Just at that moment a coming wave broke at her feet.

"There is no time to be lost," said Burr; "there's a tremendous surf coming in, and the next wave may carry you out."

"Tant mieux!" she responded, without turning her head.

"Oh, Virginie! Virginie!" exclaimed Mary, kneeling and stretching her arms over the rock; but another voice called Virginie, in a tone which went to her heart. She turned and saw those dark eyes full of tears.

"Oh, come!" he said, with that voice which she never could resist.

She put her cold, trembling hands into his, and he drew her up and placed her safely beside Mary. A few moments of difficult climbing followed, in which his arm was thrown now around one and then around the other, and they felt themselves carried with a force as if the slight and graceful form were strung with steel.

Placed in safety on the top of the bank, there was a natural gush of grateful feeling towards their deliverer. The severest resentment, the coolest moral disapprobation, are necessarily somewhat softened, when the object of them has just laid one under a personal obligation.

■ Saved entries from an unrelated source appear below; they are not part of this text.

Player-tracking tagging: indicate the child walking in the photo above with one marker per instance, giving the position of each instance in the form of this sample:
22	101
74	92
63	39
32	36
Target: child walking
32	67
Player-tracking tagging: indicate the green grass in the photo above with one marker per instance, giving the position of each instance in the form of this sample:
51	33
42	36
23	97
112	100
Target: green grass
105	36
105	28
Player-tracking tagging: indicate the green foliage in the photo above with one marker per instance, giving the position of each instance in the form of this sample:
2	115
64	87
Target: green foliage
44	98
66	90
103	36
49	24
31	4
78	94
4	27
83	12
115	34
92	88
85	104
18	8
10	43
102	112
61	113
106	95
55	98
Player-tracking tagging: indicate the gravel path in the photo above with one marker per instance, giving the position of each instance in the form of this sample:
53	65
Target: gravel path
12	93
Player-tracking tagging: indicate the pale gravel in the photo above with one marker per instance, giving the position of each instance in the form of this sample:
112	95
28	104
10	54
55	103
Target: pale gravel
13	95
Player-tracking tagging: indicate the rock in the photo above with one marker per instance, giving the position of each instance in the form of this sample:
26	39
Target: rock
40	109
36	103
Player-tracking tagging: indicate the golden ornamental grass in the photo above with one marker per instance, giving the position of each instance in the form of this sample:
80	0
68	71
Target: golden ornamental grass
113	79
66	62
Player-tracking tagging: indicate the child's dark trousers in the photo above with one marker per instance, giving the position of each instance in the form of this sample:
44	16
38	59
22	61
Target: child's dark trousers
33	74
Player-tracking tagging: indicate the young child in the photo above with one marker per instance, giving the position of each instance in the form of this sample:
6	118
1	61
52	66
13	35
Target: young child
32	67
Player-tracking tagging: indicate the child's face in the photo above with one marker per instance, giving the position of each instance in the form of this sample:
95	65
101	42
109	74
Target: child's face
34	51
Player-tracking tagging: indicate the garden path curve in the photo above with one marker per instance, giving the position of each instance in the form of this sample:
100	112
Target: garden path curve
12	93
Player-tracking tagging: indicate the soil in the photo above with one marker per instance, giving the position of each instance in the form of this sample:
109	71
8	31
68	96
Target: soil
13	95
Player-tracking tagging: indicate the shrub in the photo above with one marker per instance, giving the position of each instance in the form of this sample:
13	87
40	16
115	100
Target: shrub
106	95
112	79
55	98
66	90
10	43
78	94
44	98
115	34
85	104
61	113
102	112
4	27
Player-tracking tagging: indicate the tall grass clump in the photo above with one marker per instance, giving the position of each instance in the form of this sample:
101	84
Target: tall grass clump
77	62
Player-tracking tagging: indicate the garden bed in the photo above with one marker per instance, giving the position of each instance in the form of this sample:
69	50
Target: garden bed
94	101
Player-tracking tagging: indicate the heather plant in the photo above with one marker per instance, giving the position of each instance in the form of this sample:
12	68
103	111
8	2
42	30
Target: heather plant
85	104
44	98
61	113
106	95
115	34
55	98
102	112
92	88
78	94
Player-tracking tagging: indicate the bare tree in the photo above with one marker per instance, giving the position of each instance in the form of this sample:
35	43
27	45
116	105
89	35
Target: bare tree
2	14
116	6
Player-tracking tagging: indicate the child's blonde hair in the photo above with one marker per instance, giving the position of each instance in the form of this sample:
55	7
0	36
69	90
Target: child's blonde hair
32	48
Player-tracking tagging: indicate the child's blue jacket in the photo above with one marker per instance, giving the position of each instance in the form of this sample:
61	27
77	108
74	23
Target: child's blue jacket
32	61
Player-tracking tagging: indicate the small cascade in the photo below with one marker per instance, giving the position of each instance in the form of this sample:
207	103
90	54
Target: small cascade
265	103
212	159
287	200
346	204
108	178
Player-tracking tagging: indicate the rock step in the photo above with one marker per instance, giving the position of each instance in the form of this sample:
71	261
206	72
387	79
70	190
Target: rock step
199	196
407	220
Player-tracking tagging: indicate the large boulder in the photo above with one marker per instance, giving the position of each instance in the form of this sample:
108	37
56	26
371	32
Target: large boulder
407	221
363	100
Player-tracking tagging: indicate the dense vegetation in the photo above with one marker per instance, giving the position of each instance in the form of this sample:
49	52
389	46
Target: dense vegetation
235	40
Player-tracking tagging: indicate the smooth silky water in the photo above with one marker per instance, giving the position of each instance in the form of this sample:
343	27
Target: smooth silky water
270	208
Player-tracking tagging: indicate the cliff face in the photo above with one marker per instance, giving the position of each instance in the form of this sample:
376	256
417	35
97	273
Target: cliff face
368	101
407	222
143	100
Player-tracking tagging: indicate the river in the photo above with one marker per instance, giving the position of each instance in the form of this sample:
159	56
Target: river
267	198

Burr did not seem disposed to press his advantage, and treated the incident as the most matter-of-course affair in the world. He offered an arm to each lady, with the air of a well-bred gentleman who offers a necessary support; and each took it, because neither wished, under the circumstances, to refuse.

He walked along leisurely homeward, talking in that easy, quiet, natural way in which he excelled, addressing no very particular remark to either one, and at the door of the cottage took his leave, saying, as he bowed, that he hoped neither of them would feel any inconvenience from their exertions, and that he should do himself the pleasure to call soon and inquire after their health.

Madame de Frontignac made no reply; but curtsied with a stately grace, turned and went into her little, room, whither Mary, after a few minutes, followed her.